Local Woman Receives New Kidney In Complicated Series Of Transplants

A Central Texas woman who received a new kidney from a live donor in a complicated series of transplants in which her brother-in-law was one of the donors was recovering Friday night in a San Antonio hospital.

Jake Coan (left) and his sister-in-law Tracie Niemeyer after the transplant surgery. (Family photo)

SAN ANTONIO (February 22, 2013)—Tracie Niemeyer, 37, of West was recovering Friday night at a hospital in San Antonio after receiving a kidney from a live donor in a carefully choreographed series of transplants in which her brother-in-law, Jake Coan, 34, of West was one of the donors.

Niemeyer and Coan were both in private rooms Friday night at Methodist Specialty and Transplant Hospital in San Antonio after becoming the 200th couple to participate in the hospital’s 5-year-old live kidney donor exchange program, which Director Dr.
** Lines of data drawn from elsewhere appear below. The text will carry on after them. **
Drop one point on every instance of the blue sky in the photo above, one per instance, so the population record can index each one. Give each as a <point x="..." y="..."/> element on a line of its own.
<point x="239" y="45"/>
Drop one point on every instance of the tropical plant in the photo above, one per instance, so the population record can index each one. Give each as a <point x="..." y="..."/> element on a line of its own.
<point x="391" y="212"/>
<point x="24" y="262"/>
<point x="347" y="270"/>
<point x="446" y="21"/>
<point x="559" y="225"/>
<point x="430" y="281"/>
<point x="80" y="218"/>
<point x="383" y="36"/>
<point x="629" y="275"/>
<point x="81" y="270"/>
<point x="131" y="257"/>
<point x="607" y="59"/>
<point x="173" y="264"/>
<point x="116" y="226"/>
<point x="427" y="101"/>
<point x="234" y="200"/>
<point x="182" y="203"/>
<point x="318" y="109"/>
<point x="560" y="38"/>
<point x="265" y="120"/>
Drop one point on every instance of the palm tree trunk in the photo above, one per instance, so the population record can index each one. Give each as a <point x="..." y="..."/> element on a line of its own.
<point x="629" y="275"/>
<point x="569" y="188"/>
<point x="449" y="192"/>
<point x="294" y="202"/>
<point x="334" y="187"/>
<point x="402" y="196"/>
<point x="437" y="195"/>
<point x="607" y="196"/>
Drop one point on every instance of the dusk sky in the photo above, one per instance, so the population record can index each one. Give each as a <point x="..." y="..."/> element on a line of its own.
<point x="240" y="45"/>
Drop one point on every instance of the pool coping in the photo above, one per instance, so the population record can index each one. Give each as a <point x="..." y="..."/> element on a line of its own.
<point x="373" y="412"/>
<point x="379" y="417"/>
Adam Bingaman says has taken off the in the past few years.

Coan, who served three Army tours in Afghanistan and one in Iraq, triggered the 12-person cycle Thursday when he donated a kidney to an unknown recipient.

After four other swaps, an anonymous donor who was a match with Niemeyer donated a kidney for her transplant.

Niemeyer, a mother of three, was diagnosed with kidney disease when she was 4.

She had already received one kidney transplant and was on a wait list for another for six years.

Bingaman said he was impressed with Coan's service to the country and said it did not surprise him that Coan was willing to donate a kidney to a stranger to give his sister-in-law a new lease on life

Niemeyer’s surgery lasted for three-and-a-half-hours while Coan was in surgery across the hall for two-and-a-half hours.

Bingaman said Niemeyer’s stood a single chance in 11 years of a match with a deceased donor, but when Coan agreed to enter the exchange program, a near-match was much more quickly found.

She was treated with antibodies for four days before the surgery to ensure that her body would accept the donated organ.

Coan's surgeon, Dr. Luke Chen, said the veteran should be able to live a normal life.

Coan said he was in some pain Friday night, but glad the ordeal is over.

Niemeyer was out of intensive care and in a private room as well, Friday night.

Coan could be released from the hospital in just a few days, but

Niemeyer is expected to stay an extra five days.